A person is the smallest logical unit of analysis, it takes a consideration of all five values to characterize one person’s personality. The Polynary representation binds these five values into a single Polynary string. Each circle on this graph represents a different string. You can think of a string as a kind of generalization of binary. Instead of a string of zeros and ones, each string uses multiple symbols. The spelling of this string reflects the ways their personalities are most notable. And because we can plot these strings on a fractal coordinate system, we can see these personality profiles by what distinguishes them.
This graph summarizes the personalities of 1305 people using Polynary strings 3 symbols long. The colors and the height of the bars over each corresponding basin encode the number of people with the same personality profile.We can better see the frequency of these personality profiles by using the tilt feature as shown in Figure 2. Here, the colors and the height of the bars over each corresponding basin encode the number of people with the same personality profile.
Figure 2 Frequency Distribution of Personality Profiles in the Sample
Framing and Abstractions—a little background
It adds clarification to understand that each dimension in this Big 5 personality model is the average of two aspects. Openness is the average of intellectual curiosity and being open to ideas; Conscientiousness is the average of orderliness and industriousness; Extroversion, the average of enthusiasm and assertiveness; Agreeableness, the average of compassion and politeness; and finally, Neuroticism is the average of volatility and withdrawnness. These definitions operationalize the meaning of the Big Five dimensions in terms of less abstract concepts.
An average of 10 survey items measure each of these ten aspects. In effect each aspect is a construct combined into five even more abstract dimensions. Abstractions of quantifiable notions always work this way; we define each term through less abstract notions until we reach directly measurable concepts.
What do you mean by personality? I mean how Open, Conscientious, Extroverted, Agreeable, and Neurotic a person is. What do you mean by Agreeableness? It is how compassionate and polite you are. What do you mean by polite? It’s the average of ten politeness related items.

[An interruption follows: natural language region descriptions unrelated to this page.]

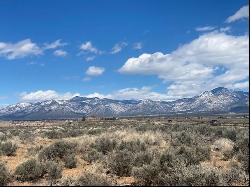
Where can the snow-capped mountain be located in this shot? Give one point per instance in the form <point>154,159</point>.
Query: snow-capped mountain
<point>215,101</point>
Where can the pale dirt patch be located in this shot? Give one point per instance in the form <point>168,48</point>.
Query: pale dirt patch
<point>125,181</point>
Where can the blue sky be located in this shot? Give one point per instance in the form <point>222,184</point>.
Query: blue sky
<point>140,49</point>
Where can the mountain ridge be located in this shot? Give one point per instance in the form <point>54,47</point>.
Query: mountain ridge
<point>214,101</point>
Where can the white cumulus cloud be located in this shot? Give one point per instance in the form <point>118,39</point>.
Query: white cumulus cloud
<point>55,44</point>
<point>205,28</point>
<point>214,59</point>
<point>88,47</point>
<point>41,95</point>
<point>60,53</point>
<point>118,47</point>
<point>240,14</point>
<point>19,49</point>
<point>137,46</point>
<point>95,71</point>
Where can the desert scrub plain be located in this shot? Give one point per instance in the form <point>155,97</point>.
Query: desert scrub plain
<point>180,151</point>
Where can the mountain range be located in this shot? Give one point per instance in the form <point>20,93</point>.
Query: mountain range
<point>218,100</point>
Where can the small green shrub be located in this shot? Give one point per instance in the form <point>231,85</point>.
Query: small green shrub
<point>30,170</point>
<point>54,170</point>
<point>120,163</point>
<point>70,161</point>
<point>8,148</point>
<point>104,145</point>
<point>4,175</point>
<point>92,155</point>
<point>142,158</point>
<point>92,179</point>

Why do people use abstractions? We use abstractions to support high-level thinking. Abstract notions allow us to think and talk about complex ideas. Simultaneously juggling even 8 different concepts is challenging. High-level ideas often require high-level concepts to respect the limits of working memory. The Polynary program supports the construction of abstractions from measurable things. This allows us to present results at the same level we use to think and talk about them.
Exploring Graphs of Like-Objects
Figure 3 shows personalities based on the rank scores on each dimension. Consequently, the graph basins reflect the relative degree the five dimensions animate the personalities of people relative to others.
For example, some people have Extroversion as their most notable feature, some are most notably Agreeable, and some at the bottom of the graph have more wallflower personalities. Wallflowers are people that fall below the 50th percentile across all the personality dimensions. Their most notable feature is that no personality feature really stands out. Every person is most notable in one of these six ways, and its corresponding symbol is the first symbol in their Polynary string.
The fractal structure divides each of these 6 regions into 6 parts, indicating the second dimensional feature that is most notable. The order of the letters around the graph at this scale, and successive scales, is identical to those of the whole graph.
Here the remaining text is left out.